With the above template, we can share the code, just (for now in one spot, but
likely in more spots later).
As for more spots later, e.g. both find_base_value and find_base_term (the only
users of ix86_find_base_term)
only care about MEM with arg_pointer_rtx or plus arg_pointer_rtx something.

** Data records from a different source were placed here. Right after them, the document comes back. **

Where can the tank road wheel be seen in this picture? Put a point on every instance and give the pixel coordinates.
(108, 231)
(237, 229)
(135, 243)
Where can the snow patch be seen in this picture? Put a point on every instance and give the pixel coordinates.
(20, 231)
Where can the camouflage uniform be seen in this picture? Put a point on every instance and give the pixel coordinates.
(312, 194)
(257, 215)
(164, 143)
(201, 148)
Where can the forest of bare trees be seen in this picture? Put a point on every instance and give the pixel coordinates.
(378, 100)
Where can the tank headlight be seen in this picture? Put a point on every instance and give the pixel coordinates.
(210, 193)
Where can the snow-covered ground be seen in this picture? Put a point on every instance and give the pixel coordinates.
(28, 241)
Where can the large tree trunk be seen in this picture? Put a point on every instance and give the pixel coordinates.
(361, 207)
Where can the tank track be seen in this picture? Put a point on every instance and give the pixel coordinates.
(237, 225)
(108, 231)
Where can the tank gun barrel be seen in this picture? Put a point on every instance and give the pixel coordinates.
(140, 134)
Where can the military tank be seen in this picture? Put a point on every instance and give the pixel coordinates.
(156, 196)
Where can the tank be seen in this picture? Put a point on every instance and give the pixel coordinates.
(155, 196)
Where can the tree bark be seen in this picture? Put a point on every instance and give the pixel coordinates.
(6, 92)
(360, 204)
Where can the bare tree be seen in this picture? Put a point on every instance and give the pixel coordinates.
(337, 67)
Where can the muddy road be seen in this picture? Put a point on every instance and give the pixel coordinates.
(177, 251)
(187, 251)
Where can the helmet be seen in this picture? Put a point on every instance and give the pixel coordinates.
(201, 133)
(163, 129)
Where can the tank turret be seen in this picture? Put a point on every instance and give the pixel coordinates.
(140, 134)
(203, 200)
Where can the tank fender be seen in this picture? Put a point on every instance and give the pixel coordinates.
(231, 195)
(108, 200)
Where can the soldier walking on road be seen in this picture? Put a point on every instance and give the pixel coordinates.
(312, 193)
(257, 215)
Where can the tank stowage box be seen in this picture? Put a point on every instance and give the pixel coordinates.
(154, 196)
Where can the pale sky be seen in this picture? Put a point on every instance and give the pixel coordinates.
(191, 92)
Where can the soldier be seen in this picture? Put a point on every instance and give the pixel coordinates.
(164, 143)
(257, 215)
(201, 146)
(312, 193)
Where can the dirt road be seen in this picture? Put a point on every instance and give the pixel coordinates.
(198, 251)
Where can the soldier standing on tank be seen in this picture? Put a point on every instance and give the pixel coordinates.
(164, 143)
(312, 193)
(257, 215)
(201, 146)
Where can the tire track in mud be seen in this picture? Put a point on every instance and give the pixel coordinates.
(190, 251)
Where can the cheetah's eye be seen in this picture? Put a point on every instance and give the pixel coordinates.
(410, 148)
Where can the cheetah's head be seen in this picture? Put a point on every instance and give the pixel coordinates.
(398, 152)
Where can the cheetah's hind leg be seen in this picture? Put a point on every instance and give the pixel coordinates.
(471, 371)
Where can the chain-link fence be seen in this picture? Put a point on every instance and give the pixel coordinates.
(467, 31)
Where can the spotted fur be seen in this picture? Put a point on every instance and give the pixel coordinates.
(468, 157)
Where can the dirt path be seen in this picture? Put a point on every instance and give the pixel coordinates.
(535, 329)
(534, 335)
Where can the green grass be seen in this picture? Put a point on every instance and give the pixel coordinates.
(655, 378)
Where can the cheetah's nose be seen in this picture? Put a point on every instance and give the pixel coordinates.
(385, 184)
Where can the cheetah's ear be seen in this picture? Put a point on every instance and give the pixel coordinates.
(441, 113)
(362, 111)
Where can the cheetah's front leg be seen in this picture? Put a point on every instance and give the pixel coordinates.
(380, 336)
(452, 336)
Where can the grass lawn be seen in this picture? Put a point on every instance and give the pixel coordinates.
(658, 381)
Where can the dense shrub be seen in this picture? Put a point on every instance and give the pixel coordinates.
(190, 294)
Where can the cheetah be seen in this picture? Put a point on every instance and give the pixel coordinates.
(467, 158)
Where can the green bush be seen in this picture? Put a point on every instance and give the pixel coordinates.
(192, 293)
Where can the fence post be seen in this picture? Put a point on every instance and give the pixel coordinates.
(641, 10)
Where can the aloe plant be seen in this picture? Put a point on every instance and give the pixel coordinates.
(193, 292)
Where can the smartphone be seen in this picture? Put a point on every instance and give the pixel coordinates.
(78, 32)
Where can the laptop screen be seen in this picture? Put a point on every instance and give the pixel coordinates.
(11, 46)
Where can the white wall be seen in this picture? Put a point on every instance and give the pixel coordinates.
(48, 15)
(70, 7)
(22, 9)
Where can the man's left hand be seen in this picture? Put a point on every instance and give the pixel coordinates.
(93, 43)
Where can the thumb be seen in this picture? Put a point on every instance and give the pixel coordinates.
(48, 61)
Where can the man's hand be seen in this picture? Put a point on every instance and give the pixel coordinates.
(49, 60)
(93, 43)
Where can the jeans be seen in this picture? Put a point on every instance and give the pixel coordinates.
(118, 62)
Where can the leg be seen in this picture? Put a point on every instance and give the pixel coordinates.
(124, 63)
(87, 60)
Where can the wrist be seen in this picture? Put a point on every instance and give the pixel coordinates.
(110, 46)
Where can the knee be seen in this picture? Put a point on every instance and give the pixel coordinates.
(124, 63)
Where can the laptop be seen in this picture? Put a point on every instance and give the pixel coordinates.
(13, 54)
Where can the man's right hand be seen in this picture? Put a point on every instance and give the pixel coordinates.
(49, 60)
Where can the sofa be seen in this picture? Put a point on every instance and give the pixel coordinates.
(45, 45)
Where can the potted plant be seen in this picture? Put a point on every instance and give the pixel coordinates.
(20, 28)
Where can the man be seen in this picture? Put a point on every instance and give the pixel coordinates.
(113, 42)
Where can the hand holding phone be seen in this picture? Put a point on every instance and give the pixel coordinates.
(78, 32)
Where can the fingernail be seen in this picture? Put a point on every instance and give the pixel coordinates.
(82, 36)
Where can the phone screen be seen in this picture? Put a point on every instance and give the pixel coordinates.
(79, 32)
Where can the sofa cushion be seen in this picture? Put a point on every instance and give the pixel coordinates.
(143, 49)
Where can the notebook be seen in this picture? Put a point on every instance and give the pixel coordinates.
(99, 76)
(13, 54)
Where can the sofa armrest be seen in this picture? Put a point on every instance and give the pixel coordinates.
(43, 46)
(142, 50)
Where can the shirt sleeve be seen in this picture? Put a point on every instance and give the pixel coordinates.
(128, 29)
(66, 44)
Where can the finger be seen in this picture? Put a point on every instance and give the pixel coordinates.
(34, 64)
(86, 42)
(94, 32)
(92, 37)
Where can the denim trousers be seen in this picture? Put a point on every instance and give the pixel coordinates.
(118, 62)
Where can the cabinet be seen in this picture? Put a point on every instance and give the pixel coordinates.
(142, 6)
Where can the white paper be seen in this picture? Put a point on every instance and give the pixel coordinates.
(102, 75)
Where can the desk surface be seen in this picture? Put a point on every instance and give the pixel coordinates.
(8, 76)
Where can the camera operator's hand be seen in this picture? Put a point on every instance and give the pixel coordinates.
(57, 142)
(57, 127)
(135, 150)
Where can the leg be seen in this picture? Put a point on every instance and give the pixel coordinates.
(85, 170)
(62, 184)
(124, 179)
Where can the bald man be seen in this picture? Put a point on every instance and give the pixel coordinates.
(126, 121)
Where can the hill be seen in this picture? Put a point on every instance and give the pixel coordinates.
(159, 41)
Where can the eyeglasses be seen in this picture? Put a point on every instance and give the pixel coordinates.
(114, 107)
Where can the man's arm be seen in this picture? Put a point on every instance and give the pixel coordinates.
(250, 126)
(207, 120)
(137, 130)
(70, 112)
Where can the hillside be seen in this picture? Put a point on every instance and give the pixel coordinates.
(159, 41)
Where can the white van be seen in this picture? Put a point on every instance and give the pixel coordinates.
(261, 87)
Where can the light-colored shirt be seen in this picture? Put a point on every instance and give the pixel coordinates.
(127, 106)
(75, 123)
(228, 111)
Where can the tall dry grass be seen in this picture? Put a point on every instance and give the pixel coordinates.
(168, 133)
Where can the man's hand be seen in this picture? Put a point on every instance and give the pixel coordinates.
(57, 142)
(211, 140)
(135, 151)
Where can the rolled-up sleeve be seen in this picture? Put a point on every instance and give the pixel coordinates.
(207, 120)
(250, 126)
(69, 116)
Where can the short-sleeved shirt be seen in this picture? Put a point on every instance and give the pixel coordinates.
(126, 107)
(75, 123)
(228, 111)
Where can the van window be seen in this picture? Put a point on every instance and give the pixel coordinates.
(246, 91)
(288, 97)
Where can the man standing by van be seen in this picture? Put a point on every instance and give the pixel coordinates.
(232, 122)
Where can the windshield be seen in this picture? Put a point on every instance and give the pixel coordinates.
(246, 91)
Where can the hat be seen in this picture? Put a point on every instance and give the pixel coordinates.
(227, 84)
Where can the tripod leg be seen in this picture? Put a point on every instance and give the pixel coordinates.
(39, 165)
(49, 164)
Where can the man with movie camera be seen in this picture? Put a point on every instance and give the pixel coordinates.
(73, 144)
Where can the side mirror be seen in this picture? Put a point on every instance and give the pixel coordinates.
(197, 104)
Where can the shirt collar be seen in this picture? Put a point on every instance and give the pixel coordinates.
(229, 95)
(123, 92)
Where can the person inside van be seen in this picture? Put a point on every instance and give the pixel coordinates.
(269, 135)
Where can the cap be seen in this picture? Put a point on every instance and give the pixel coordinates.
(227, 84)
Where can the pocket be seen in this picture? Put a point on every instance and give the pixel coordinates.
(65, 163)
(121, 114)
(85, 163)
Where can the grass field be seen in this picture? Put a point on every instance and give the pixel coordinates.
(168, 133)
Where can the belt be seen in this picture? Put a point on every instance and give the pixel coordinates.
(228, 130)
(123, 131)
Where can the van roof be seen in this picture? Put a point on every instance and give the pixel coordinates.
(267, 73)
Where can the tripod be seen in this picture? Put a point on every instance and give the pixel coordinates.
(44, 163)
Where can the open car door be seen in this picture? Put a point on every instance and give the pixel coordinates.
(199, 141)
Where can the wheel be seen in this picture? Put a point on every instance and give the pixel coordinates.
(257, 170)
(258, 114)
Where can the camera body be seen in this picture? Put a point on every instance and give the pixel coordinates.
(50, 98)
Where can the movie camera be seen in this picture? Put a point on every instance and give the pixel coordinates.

So, in other cases it doesn't
make sense to replace_equiv_address_nv. Thus I think
if (GET_CODE (x) == CONST
&& GET_CODE (XEXP (x, 0)) == PLUS
&& GET_MODE (XEXP (x, 0)) == Pmode
&& CONST_INT_P (XEXP (XEXP (x, 0), 1))
&& GET_CODE (XEXP (XEXP (x, 0), 0)) == UNSPEC
&& XINT (XEXP (XEXP (x, 0), 0), 1) == UNSPEC_PCREL)
{
rtx x2 = XVECEXP (XEXP (XEXP (x, 0), 0), 0, 0);
x = gen_rtx_PLUS (Pmode, XEXP (XEXP (x, 0), 1), x2);
if (MEM_P (orig_x))
x = replace_equiv_address_nv (orig_x, x);
return x;
}
isn't really useful if base_term && MEM_P (orig_x).